Bamboo spotted by the Washington & Old Dominion Trail (staff photo by Angela Woolsey)

Fairfax County property owners are officially required to contain running bamboo on their property — or face potential fines.

Effective as of Jan. 1, the county’s new running bamboo ordinance calls for property owners to get the invasive grass species under control and imposes civil penalties on property owners who let it “spread to adjacent properties or any public right-of-way.”

The ordinance was approved by the Board of Supervisors back in March 2022, along with a fine structure that includes $50 for the first complaint or violation, $200 for subsequent violations, and a $3,000 cap on fines over a 12-month period.

Officials have reiterated that staff will first seek to educate and allow for violations to be corrected voluntarily before imposing fines. When the issue went to a public hearing in February, several residents and supervisors expressed some concern about the financial implications of the fines.

In March, though, Fairfax County Director of Code Compliance Jack Weyant suggested fines would only be invoked for cases that have gone on for a year or longer.

Running bamboo is a fast-growing, invasive grass with an even more aggressive root system (rhizomes) that can spread underground up to 15 feet per year.

“Once planted, running bamboo can eventually take over yards and travel across property lines, creating issues for adjacent property owners and local jurisdictions,” Weyant told FFXnow. “Roots can push through brickwork, drains, cavity walls, patios, and exploit cracks or weaknesses in concrete.”

Weyant noted that the new ordinance “does not ban bamboo” but requires property owners to prevent it from growing on adjacent properties, including public property.

The county has set up a webpage to advise residents on the best methods to contain, prevent overgrowing, and dispose of bamboo.

Options include setting up a metal and plastic “bamboo root barrier” that deflects rhizomes back towards the bamboo owner’s property, encouraging the plants to grow vertically instead of spreading horizontally.

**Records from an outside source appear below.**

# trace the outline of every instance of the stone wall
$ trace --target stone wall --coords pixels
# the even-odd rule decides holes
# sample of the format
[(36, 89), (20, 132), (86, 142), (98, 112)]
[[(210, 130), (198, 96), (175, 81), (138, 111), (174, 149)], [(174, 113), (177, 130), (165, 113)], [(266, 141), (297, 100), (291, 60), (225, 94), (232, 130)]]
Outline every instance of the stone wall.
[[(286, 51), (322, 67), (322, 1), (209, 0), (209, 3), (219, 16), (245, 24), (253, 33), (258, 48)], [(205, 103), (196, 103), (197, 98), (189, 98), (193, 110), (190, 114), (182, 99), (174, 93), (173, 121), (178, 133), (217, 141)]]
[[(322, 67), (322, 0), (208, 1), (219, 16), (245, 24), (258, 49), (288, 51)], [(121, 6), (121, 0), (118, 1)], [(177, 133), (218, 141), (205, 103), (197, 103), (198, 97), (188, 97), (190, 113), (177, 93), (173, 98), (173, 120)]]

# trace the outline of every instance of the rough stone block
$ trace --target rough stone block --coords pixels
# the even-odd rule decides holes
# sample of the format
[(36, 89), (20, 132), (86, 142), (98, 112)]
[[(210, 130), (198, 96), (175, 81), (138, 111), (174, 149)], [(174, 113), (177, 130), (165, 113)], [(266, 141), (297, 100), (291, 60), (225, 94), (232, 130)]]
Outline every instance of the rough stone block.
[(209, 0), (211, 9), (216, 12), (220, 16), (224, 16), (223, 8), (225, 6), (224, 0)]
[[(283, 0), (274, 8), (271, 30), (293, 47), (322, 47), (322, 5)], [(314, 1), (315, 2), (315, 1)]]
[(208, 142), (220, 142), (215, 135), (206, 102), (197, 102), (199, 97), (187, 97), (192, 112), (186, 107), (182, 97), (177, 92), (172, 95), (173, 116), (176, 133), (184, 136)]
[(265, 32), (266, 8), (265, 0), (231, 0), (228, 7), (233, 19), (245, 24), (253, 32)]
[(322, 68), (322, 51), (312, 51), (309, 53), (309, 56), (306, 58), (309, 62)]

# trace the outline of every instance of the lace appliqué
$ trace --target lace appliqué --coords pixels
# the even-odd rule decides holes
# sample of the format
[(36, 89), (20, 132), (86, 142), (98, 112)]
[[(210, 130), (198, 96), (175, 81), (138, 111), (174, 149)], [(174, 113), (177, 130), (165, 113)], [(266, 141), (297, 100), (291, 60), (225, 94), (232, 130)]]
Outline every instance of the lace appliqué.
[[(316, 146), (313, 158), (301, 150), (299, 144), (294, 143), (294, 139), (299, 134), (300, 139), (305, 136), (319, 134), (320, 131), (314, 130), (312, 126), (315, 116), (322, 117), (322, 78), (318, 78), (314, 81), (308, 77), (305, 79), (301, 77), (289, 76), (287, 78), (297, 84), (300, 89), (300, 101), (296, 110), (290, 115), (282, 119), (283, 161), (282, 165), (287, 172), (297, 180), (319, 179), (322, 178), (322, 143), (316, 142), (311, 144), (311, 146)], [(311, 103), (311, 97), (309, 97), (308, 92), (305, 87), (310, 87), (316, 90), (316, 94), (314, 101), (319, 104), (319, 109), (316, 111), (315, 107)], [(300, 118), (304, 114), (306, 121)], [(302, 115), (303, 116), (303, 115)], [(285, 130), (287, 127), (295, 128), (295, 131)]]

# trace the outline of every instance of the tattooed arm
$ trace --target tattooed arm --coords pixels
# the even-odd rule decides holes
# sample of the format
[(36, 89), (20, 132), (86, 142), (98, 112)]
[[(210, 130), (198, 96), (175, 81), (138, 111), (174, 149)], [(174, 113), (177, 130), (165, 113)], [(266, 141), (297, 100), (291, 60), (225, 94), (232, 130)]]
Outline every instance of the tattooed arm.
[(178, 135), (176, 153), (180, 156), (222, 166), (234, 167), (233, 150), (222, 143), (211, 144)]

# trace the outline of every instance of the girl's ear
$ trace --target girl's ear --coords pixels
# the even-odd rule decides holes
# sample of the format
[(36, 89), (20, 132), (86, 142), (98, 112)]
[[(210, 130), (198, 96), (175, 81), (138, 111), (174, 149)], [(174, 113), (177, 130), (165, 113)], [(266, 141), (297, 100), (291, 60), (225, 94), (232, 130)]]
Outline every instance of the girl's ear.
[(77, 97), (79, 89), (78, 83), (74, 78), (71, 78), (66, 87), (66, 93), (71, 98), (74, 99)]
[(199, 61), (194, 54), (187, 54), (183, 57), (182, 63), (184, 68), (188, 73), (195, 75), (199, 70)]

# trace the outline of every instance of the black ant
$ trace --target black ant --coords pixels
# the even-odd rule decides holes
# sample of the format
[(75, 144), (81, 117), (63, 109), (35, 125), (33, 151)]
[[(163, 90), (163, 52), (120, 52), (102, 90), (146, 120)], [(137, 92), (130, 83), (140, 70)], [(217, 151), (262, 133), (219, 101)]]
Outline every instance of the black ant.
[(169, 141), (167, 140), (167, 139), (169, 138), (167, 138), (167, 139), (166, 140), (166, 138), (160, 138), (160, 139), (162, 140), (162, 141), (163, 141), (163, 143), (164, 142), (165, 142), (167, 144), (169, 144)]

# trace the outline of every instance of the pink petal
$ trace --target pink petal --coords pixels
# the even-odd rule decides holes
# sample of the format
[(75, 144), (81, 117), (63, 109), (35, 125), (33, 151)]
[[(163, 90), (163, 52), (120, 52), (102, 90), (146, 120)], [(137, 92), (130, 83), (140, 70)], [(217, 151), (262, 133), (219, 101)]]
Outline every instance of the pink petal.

The county also suggests mowing bamboo often and using herbicides to prevent further growth. All cut bamboo should go in trash pick-up, not yard waste, per the county.

The complete removal of bamboo from a property is extremely difficult.

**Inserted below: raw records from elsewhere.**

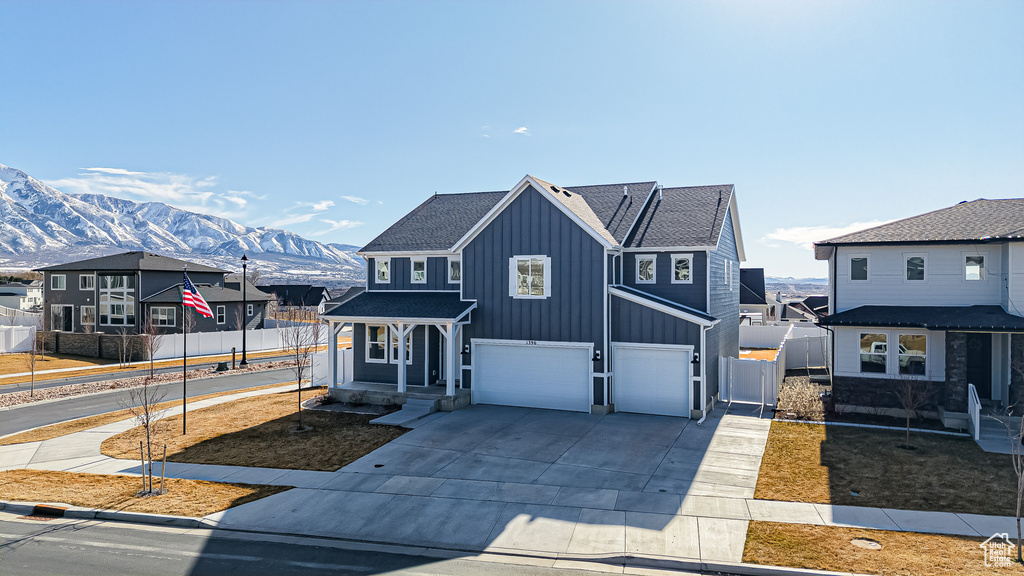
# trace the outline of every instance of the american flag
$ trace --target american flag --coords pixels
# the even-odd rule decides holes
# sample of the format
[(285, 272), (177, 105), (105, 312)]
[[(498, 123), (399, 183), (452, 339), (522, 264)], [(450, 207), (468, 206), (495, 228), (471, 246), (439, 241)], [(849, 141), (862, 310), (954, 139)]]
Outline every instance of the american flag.
[(210, 304), (206, 303), (203, 295), (196, 289), (196, 285), (188, 280), (188, 273), (185, 273), (185, 281), (181, 289), (181, 303), (196, 308), (196, 312), (207, 318), (213, 318), (213, 311)]

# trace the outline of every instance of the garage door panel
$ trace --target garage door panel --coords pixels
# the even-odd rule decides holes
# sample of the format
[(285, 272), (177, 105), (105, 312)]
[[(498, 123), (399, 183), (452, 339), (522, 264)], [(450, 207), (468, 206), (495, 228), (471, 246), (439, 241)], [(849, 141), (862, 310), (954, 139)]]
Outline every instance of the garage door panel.
[(590, 411), (590, 349), (475, 342), (473, 402)]
[(613, 345), (613, 399), (618, 412), (690, 414), (690, 351)]

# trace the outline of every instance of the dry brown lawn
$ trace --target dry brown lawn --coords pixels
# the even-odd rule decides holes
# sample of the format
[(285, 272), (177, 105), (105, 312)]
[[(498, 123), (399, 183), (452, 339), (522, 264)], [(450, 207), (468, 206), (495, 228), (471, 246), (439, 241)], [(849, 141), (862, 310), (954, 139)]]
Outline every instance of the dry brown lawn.
[[(853, 538), (882, 544), (871, 550), (854, 546)], [(833, 528), (805, 524), (751, 522), (743, 562), (812, 570), (939, 576), (952, 574), (1020, 574), (1021, 567), (986, 568), (985, 538)]]
[[(324, 388), (303, 390), (303, 401)], [(303, 410), (296, 433), (297, 395), (293, 392), (246, 398), (188, 414), (188, 435), (181, 415), (161, 420), (154, 443), (167, 443), (167, 460), (304, 470), (336, 470), (404, 434), (395, 426), (370, 424), (376, 416)], [(108, 439), (102, 453), (135, 458), (144, 436), (135, 427)]]
[[(754, 497), (1013, 516), (1010, 456), (969, 438), (773, 421)], [(852, 493), (858, 495), (854, 496)]]
[[(267, 384), (265, 386), (254, 386), (251, 388), (218, 392), (214, 394), (191, 397), (188, 399), (188, 401), (196, 402), (197, 400), (206, 400), (208, 398), (217, 398), (221, 396), (228, 396), (231, 394), (261, 390), (266, 388), (275, 388), (281, 385), (282, 384)], [(158, 410), (164, 410), (164, 409), (174, 408), (175, 406), (181, 406), (181, 401), (173, 400), (169, 402), (162, 402), (158, 404), (156, 408)], [(74, 434), (77, 431), (87, 430), (89, 428), (94, 428), (96, 426), (102, 426), (103, 424), (110, 424), (112, 422), (120, 422), (121, 420), (125, 420), (130, 417), (131, 413), (128, 412), (127, 410), (118, 410), (117, 412), (96, 414), (95, 416), (88, 416), (86, 418), (79, 418), (77, 420), (68, 420), (67, 422), (58, 422), (56, 424), (50, 424), (48, 426), (43, 426), (41, 428), (35, 428), (24, 431), (22, 434), (8, 436), (7, 438), (0, 438), (0, 446), (7, 446), (10, 444), (24, 444), (26, 442), (42, 442), (44, 440), (52, 440), (54, 438), (68, 436), (70, 434)]]
[[(154, 479), (158, 488), (159, 478)], [(204, 517), (272, 496), (288, 486), (224, 484), (201, 480), (164, 480), (165, 494), (139, 498), (141, 477), (49, 470), (0, 472), (0, 498), (134, 512)]]

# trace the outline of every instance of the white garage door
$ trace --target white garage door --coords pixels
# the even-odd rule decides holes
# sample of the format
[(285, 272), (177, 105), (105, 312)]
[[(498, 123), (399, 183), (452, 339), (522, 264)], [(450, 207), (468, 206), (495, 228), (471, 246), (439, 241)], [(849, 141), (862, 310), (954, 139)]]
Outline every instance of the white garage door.
[(616, 412), (690, 415), (691, 348), (611, 344)]
[(473, 340), (473, 403), (590, 412), (590, 347)]

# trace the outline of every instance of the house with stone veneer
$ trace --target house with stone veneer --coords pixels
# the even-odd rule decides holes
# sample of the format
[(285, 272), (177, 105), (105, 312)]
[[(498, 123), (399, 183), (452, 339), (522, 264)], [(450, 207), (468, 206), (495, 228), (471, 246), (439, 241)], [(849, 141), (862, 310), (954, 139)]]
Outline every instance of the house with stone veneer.
[(949, 426), (970, 398), (1024, 390), (1024, 199), (975, 200), (814, 245), (828, 261), (833, 397), (898, 408), (894, 380), (928, 383)]
[[(655, 181), (428, 198), (365, 246), (353, 382), (459, 402), (702, 417), (739, 348), (743, 244), (732, 186)], [(375, 387), (376, 386), (376, 387)]]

“Digging out bamboo requires heavy equipment and coordination with Virginia 811,” the website says.

In 2017, the Virginia General Assembly passed a law that let localities impose financial penalties on property owners who allow bamboo to run wild. However, Virginia still allows commercial sales, an issue that Fairfax County supervisors have previously said needs to be corrected by the state.

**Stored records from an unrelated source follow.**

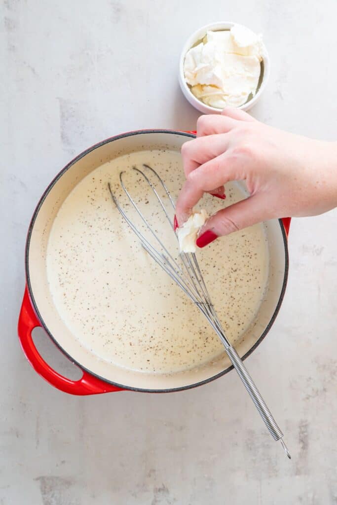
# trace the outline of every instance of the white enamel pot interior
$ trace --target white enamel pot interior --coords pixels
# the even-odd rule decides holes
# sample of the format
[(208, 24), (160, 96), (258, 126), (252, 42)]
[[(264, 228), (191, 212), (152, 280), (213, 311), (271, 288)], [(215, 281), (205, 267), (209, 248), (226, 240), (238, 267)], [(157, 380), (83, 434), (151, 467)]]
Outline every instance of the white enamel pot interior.
[[(231, 369), (224, 352), (216, 362), (171, 374), (128, 370), (101, 360), (72, 334), (53, 303), (47, 281), (46, 250), (55, 216), (63, 202), (79, 181), (102, 164), (121, 155), (149, 149), (180, 152), (192, 134), (169, 130), (132, 132), (108, 139), (82, 153), (56, 177), (42, 196), (32, 219), (26, 249), (27, 287), (33, 308), (51, 338), (72, 361), (105, 382), (123, 389), (164, 392), (184, 389), (206, 383)], [(288, 268), (287, 239), (282, 222), (265, 223), (270, 265), (268, 286), (255, 322), (237, 347), (240, 357), (248, 356), (270, 329), (284, 293)]]

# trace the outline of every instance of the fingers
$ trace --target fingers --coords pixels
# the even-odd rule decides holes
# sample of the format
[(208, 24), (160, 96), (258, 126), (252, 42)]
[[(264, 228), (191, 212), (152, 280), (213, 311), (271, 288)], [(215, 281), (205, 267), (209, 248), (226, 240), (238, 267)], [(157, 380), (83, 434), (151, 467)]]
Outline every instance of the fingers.
[(227, 133), (237, 124), (235, 119), (219, 114), (200, 116), (197, 121), (197, 136)]
[(225, 153), (190, 173), (180, 191), (175, 208), (179, 226), (188, 219), (205, 191), (213, 192), (214, 188), (230, 180), (242, 178), (240, 172), (236, 169), (237, 165), (235, 160)]
[[(247, 112), (234, 107), (225, 107), (221, 113), (222, 117), (231, 118), (239, 121), (256, 121), (256, 120)], [(220, 116), (221, 117), (221, 116)]]
[(225, 133), (185, 142), (181, 146), (181, 156), (186, 178), (201, 165), (225, 152), (228, 145), (229, 138)]
[(197, 245), (205, 247), (218, 237), (271, 218), (273, 216), (268, 215), (265, 199), (263, 193), (257, 193), (217, 212), (200, 230)]

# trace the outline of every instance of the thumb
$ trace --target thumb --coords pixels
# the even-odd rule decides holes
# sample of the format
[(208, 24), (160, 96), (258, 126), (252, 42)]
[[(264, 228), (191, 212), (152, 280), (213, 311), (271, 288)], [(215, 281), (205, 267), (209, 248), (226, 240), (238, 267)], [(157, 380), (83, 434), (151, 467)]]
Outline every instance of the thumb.
[(197, 245), (204, 247), (218, 237), (270, 219), (269, 214), (263, 194), (249, 196), (211, 216), (200, 230)]

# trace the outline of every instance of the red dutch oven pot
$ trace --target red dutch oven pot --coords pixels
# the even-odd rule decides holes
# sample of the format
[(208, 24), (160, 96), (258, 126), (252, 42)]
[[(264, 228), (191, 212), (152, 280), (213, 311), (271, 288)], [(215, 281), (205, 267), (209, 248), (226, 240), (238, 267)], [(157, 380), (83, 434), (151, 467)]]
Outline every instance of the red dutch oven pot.
[[(20, 313), (18, 333), (26, 357), (33, 368), (43, 379), (61, 391), (75, 395), (97, 394), (131, 390), (151, 392), (181, 390), (213, 380), (232, 368), (224, 356), (215, 366), (204, 367), (170, 377), (160, 374), (146, 379), (137, 373), (123, 375), (111, 364), (100, 363), (80, 345), (73, 346), (74, 339), (54, 306), (46, 281), (45, 250), (49, 231), (65, 198), (83, 178), (103, 163), (121, 154), (140, 150), (165, 148), (180, 152), (181, 145), (195, 132), (168, 130), (143, 130), (109, 138), (76, 157), (52, 181), (34, 212), (28, 230), (25, 251), (26, 286)], [(243, 359), (249, 356), (266, 336), (280, 307), (284, 294), (288, 271), (287, 237), (290, 218), (272, 220), (266, 223), (269, 248), (268, 286), (253, 329), (243, 339), (237, 350)], [(82, 370), (79, 380), (64, 377), (43, 360), (34, 345), (32, 331), (41, 326), (60, 350)], [(72, 342), (70, 350), (69, 343)]]

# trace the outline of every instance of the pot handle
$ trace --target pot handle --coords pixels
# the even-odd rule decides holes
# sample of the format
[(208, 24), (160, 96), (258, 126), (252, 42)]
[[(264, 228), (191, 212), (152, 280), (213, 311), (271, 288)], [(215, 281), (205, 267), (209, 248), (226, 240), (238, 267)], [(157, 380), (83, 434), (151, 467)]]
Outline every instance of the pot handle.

The county itself will also have to adhere to the new ordinance.

The Fairfax County Park Authority (FCPA) manages about 204 acres of bamboo that draw 10 to 20 complaints a year from neighboring homeowners. FCPA removes two to three bamboo sites a year, but it’s expensive.

In April, the FCPA told FFXnow that a recent removal of about an acre of bamboo cost about $35,000, mostly due to herbicide treatment costs.